Skip to main content


Help Wanted

This section is in need of contributions. If you believe you can help, please see our Contribution Guide to get started as a contributor!

Zstandard is a compression algorithm developed by Facebook known for its extremely fast decompression speeds. It was released in early 2015 and is used in a variety of different contexts. It was designed to perform similarly to older Deflate-based compression algorithms like ZIP or gzip while being faster overall. In practice, it is said to compress similarly to pure LZMA (part of XZ & 7-zip) while being much faster.

While .tar.zstd archives aren't as popular as .tar.xz or .tar.gz, Zstandard is already a very popular tool for compression in the world of open-source software. It has been integrated into both the FreeBSD kernel & the Linux kernel and is available as a filesystem compression method for the btrfs, squashfs, bcachefs, & OpenZFS filesystems. Filesystem compression refers to a compression scheme that transparently compresses files stored on a filesystem at all times, leading to an overall reduction in storage used across the filesystem.

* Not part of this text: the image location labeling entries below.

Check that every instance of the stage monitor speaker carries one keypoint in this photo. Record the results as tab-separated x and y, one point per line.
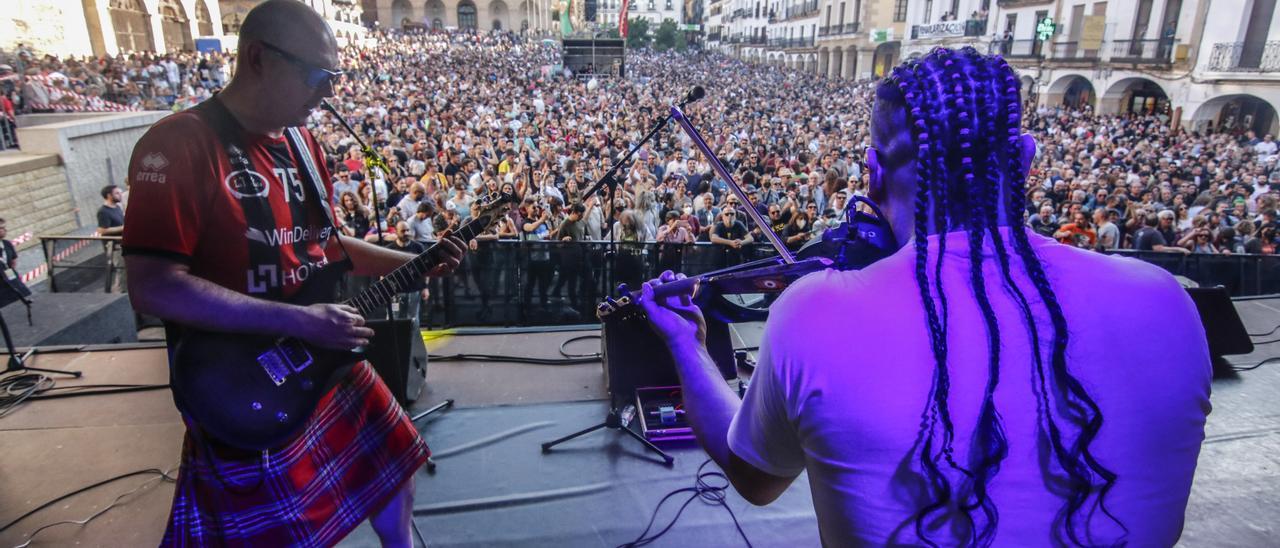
1223	325
638	357
400	357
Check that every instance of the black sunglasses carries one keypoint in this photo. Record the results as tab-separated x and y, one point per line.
312	76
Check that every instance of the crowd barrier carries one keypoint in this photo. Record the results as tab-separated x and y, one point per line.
1240	274
560	283
82	264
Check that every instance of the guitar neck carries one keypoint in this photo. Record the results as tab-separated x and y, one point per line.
405	278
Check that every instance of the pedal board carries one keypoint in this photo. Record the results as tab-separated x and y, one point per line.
662	414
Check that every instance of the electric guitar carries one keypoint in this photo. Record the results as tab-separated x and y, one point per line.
256	392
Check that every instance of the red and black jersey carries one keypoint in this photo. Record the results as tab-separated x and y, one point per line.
256	231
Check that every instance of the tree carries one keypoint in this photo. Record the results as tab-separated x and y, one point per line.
670	37
638	32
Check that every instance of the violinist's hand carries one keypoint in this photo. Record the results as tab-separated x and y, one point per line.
675	318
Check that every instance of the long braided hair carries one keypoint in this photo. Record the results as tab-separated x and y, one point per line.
964	115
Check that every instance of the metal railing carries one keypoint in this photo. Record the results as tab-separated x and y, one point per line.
1073	51
1238	56
1143	51
799	10
548	283
78	263
808	41
1240	274
1018	49
540	283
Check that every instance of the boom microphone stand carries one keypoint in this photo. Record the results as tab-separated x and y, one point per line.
10	291
375	160
620	419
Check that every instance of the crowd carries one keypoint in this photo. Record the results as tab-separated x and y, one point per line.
32	82
461	115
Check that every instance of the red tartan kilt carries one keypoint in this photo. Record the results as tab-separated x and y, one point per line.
352	456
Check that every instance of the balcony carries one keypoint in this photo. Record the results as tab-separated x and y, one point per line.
1072	51
839	30
1018	49
801	10
1234	56
789	44
950	30
1143	51
976	27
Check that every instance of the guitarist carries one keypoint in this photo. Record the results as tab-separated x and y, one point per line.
219	249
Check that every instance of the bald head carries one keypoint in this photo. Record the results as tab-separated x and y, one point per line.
293	27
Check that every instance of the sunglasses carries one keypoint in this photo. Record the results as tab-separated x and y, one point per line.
312	76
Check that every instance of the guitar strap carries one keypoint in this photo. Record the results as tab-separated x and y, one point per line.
251	190
302	153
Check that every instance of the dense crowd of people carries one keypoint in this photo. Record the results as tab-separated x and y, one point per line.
461	115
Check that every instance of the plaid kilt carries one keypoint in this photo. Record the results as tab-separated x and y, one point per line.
356	451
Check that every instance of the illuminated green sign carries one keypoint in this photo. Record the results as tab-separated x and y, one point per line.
1045	28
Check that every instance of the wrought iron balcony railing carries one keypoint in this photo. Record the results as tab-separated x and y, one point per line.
1239	56
1143	51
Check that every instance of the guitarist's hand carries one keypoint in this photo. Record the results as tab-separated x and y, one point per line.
448	252
329	325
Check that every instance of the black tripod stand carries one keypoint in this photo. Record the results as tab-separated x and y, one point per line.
616	419
12	290
442	406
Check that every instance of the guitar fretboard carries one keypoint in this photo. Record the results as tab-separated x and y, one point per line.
405	278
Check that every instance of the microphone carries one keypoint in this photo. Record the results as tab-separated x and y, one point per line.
324	104
694	95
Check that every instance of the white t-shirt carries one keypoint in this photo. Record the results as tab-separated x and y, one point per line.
845	368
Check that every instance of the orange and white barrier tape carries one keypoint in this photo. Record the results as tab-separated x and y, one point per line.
39	272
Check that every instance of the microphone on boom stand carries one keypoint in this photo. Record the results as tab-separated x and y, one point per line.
694	95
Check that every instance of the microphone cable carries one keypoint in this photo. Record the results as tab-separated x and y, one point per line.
704	489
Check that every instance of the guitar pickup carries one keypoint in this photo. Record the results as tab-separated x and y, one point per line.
273	362
295	354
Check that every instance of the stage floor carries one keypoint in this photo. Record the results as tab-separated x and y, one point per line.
494	487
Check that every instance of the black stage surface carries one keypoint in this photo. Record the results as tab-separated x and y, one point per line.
494	487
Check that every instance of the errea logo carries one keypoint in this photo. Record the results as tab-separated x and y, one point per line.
151	167
155	161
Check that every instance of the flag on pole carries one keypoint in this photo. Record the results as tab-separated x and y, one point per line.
566	24
622	19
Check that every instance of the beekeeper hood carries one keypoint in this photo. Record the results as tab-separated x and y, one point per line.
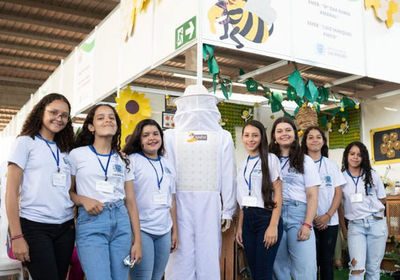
197	110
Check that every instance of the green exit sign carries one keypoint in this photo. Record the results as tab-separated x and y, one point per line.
185	33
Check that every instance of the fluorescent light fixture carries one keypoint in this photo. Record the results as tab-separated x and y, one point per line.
262	70
390	109
343	80
186	76
388	94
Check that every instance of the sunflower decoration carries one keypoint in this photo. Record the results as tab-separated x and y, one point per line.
132	107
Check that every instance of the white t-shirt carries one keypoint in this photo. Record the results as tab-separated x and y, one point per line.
89	174
294	183
253	175
154	218
370	203
331	177
41	200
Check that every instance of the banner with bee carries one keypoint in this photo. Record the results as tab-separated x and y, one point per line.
248	25
385	143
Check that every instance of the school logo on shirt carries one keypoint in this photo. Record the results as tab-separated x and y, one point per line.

The command line zstd utility can compress to Zstandard at compression levels 1 through 19 by default. The upper bound is raised to 22 when passing the --ultra flag. All Arch Linux packages are compressed at zstd level 20, allowing Arch packages to be decompressed 14 times faster compared to XZ at the cost of an average 0.8% filesize increase across all packages. It is popular in the game emulation scene as well, as many game file formats for emulating console games support zstd compression. The ZIP file format standard actually supports Zstandard in compression level 93 since version 6.3.8, published in 2020. Content encoding using zstd is supported in chromium since Chromium 118 behind an experimental flag, meaning it might compete with Brotli on the web in the future. Apple's LZFSE algorithm is purportedly similar to Zstandard compression level 6.

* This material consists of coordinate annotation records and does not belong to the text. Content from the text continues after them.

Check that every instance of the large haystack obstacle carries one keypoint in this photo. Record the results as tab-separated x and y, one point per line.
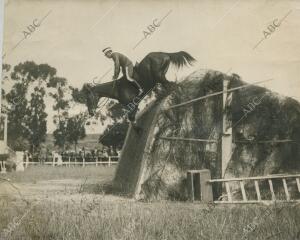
262	126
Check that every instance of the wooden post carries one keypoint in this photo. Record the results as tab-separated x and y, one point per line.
229	196
298	184
257	190
243	191
226	127
272	189
203	186
190	185
288	198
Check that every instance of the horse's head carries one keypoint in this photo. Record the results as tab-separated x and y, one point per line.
91	98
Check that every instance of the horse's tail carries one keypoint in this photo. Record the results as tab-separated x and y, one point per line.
181	59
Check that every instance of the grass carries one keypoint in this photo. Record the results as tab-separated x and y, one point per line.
39	173
118	220
92	216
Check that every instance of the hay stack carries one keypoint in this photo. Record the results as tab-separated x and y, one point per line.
154	168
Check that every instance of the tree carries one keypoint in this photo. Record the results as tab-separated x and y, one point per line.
114	135
61	106
27	120
37	124
75	130
60	134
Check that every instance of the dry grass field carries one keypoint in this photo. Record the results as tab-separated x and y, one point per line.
70	203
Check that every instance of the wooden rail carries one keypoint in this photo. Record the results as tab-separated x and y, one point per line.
213	94
69	163
187	139
208	190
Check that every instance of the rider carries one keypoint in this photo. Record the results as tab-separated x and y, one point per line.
123	62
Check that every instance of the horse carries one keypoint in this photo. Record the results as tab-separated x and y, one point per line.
148	73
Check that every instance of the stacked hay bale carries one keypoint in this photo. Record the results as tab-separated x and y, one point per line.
153	167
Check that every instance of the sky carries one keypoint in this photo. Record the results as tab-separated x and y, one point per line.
221	35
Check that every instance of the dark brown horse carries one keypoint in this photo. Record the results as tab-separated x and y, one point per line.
148	73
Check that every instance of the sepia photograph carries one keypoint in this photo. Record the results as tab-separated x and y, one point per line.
150	120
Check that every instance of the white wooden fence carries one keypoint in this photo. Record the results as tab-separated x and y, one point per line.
111	161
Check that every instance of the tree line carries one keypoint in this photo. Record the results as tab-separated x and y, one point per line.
24	103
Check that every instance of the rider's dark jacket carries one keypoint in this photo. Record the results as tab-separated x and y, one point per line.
121	61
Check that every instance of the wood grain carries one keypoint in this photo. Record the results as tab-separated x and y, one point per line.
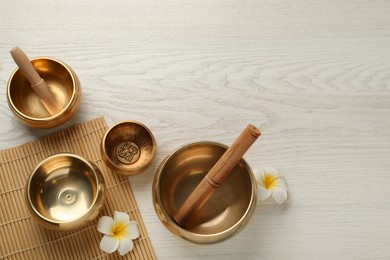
314	76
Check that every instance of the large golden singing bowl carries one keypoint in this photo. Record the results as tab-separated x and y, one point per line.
128	148
224	214
25	103
65	192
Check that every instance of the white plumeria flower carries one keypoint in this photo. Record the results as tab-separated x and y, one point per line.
118	233
271	184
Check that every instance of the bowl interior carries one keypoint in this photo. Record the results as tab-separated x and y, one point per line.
183	171
57	77
129	146
63	188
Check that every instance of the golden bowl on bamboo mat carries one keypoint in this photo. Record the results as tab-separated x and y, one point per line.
128	148
26	105
226	212
65	192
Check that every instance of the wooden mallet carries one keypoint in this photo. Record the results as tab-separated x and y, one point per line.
216	175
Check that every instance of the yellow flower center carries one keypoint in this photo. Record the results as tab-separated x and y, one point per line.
118	229
269	181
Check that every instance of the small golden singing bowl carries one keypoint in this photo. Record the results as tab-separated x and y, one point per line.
128	148
224	214
25	103
65	192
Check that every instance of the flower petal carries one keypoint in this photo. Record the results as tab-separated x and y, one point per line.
279	194
270	171
121	217
104	225
132	231
257	173
109	244
263	193
125	245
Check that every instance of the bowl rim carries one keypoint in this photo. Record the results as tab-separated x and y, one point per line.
98	180
43	119
193	236
117	167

Zstandard has the potential to effectively compete with nearly every modern compression method available across most modern use cases. In certain scenarios, if it takes off as a content delivery format, it could replace Brotli if the benefits of super-fast & super-light decode improve the responsiveness of web pages & are worth sacrificing a bit of compression ratio. When using the much higher effort settings, it often outcompetes Brotli for the archive size as well. In the future, .tar.zst could replace 7-zip, ZIP, or other archiving formats, making speedy decode a reality on systems featuring varying levels of compute horsepower.



This guide has been written for the zstd command-line utility, however GUI archivers such as peazip and 7zip have growing support for zstd.

Compress a file​

Like many other compressing utilities, in order to compress mutliple files, one should probably archive them with tar.

zstd -# {file} -o {file}.zstd

-# is actually a number that represents the desired compression level, for example -3, -6. By default you can specify 1-19. By also passing -ultra, you can go up to compression level 22.